Thirty seconds passed in Hannah’s mental clock before she rolled him onto his back. She slapped him twice, once on each cheek, and his head lolled lifelessly at the blows like a sloven corpse. There were occasions when longevity made her think she’d seen it all; it fortified her against death and gave her a penchant for it so that she could kill without remorse. This was one of them. For the next three hours she would be endowed with such dominance and power that it made her feel like Death itself.

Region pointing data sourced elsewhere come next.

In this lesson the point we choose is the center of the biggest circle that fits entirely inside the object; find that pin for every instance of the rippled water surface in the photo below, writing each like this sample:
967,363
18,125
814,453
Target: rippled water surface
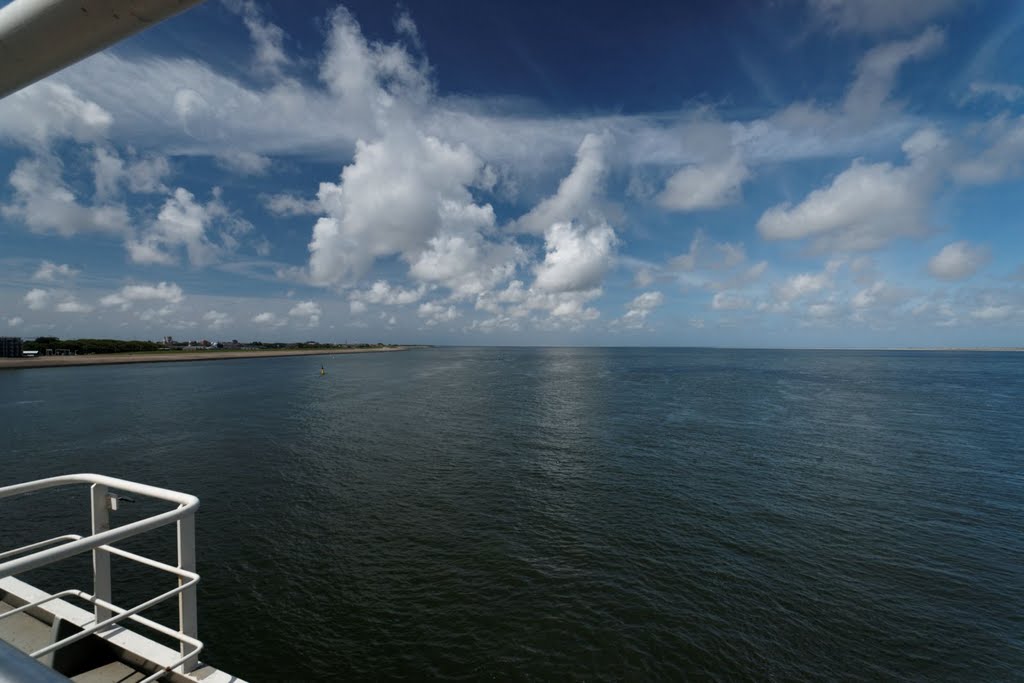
551,514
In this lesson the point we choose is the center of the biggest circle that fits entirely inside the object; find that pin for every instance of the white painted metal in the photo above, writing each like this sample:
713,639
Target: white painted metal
105,613
187,615
100,558
186,507
40,37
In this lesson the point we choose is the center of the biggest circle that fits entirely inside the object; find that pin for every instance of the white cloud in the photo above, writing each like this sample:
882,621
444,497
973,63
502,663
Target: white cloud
805,284
707,185
878,15
268,319
397,194
640,307
45,204
48,111
309,310
728,301
141,175
578,191
866,205
705,254
1010,92
289,205
1005,157
244,163
128,295
877,71
72,305
468,265
992,312
184,222
821,309
957,260
437,312
382,293
577,258
268,58
37,299
217,319
49,271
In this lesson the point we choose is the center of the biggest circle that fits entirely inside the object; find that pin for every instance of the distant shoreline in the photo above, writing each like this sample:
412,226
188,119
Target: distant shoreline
174,356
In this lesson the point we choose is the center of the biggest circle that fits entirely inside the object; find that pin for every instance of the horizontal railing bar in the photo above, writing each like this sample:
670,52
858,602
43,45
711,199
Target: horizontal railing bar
112,482
186,506
156,626
72,592
36,603
41,544
114,620
153,563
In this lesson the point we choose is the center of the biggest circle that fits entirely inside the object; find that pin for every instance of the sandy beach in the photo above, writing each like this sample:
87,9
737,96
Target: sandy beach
173,356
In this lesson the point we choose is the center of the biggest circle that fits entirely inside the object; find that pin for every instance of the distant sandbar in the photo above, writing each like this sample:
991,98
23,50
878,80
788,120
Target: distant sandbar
173,356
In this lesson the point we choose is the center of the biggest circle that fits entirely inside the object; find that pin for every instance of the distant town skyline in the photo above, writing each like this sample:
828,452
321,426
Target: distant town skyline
797,174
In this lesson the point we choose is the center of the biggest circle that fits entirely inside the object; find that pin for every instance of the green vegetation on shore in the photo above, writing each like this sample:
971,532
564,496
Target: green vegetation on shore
91,346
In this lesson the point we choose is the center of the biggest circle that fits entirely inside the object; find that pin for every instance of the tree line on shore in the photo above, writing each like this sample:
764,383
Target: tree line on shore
85,346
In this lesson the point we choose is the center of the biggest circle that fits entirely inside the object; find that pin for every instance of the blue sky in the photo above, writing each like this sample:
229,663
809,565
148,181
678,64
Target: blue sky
798,173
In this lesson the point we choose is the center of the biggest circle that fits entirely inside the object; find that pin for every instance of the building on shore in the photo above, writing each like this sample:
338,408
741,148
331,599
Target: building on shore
10,347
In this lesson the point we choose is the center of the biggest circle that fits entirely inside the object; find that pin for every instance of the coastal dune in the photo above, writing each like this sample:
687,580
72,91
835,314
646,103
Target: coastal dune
174,356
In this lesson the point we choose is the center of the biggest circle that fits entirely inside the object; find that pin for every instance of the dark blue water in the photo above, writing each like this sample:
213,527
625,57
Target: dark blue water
592,514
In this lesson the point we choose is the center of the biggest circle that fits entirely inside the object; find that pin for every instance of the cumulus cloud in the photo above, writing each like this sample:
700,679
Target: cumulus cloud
267,319
37,299
111,173
705,185
728,301
957,260
436,312
129,295
466,264
244,163
381,292
866,205
578,191
397,194
290,205
306,311
217,319
49,271
577,258
707,254
806,284
877,71
1003,159
873,16
992,312
72,305
183,222
1009,92
640,307
268,51
45,204
47,111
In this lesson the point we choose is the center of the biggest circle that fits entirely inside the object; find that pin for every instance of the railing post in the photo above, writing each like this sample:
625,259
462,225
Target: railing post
187,616
100,558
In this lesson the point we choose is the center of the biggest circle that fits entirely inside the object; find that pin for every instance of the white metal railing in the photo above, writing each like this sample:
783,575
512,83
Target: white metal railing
99,543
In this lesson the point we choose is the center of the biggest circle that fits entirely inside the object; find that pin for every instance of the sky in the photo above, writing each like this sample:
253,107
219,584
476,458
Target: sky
797,173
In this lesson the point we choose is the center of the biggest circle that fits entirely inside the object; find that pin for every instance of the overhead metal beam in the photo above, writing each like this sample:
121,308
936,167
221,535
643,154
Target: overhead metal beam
40,37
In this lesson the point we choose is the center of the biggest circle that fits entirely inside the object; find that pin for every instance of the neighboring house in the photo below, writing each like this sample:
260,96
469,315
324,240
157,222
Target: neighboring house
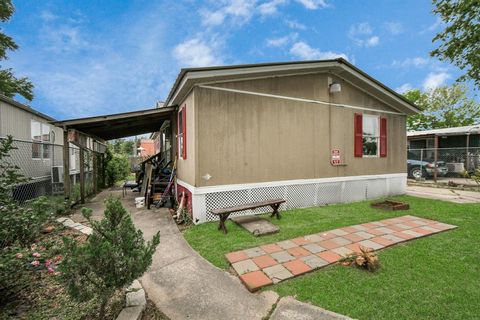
313,133
458,147
147,148
39,148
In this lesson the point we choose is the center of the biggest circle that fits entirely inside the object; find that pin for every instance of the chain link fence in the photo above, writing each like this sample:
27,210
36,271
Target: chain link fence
442,162
42,165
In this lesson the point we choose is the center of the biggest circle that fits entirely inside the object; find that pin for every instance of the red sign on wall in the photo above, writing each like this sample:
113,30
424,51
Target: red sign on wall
335,157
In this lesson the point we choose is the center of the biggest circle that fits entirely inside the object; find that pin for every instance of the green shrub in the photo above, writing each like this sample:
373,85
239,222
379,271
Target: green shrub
117,168
113,256
12,273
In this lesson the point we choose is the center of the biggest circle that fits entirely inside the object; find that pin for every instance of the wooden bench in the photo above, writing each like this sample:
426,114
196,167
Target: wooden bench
223,213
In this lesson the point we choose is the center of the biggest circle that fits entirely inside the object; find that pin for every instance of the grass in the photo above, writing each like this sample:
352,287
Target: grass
430,278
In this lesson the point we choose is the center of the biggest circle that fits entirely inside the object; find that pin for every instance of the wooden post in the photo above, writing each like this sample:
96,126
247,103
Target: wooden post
94,173
173,128
66,165
82,175
435,160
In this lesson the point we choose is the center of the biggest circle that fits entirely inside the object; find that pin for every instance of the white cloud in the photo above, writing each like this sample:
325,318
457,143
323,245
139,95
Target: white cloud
236,11
372,41
303,51
363,28
404,88
278,42
435,80
362,35
295,25
411,62
195,53
313,4
281,41
270,7
394,28
212,18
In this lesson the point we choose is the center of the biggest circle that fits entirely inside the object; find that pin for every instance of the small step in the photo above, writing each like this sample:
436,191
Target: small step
256,225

She watched him in the darkness, taking her time to parse the situation and avoid sophistry in her lines of reasoning. It was never easy to be completely honest with oneself. She could put a cap in his head with a suppressor and end this silently, painlessly. She would be doing him a favour, protecting him and protecting whatever that was in him from falling into the wrong hands.
But this was never her intention. She still had scruples left in her.
She got out of bed and stepped over Arthur as if he were a log. From her patchwork bag she retrieved a pocket-sized touchpad and a vial of clear fluid. She attached it to a compartment at the bottom edge of the touchpad, and its black screen glowed. From the top of the device she extracted a tab fitted with a pair of silver needles. A thin conduit led from them, and pneumatic pressure sent the fluid coursing through it. Her fingers flickered across the screen, programming the cellular cybernetic organisms in the fluid and assigning them their tasks. Then she took one of Arthur’s feet, pulled off the sock, and plunged the pair of needles deep into the web of flesh between his toes.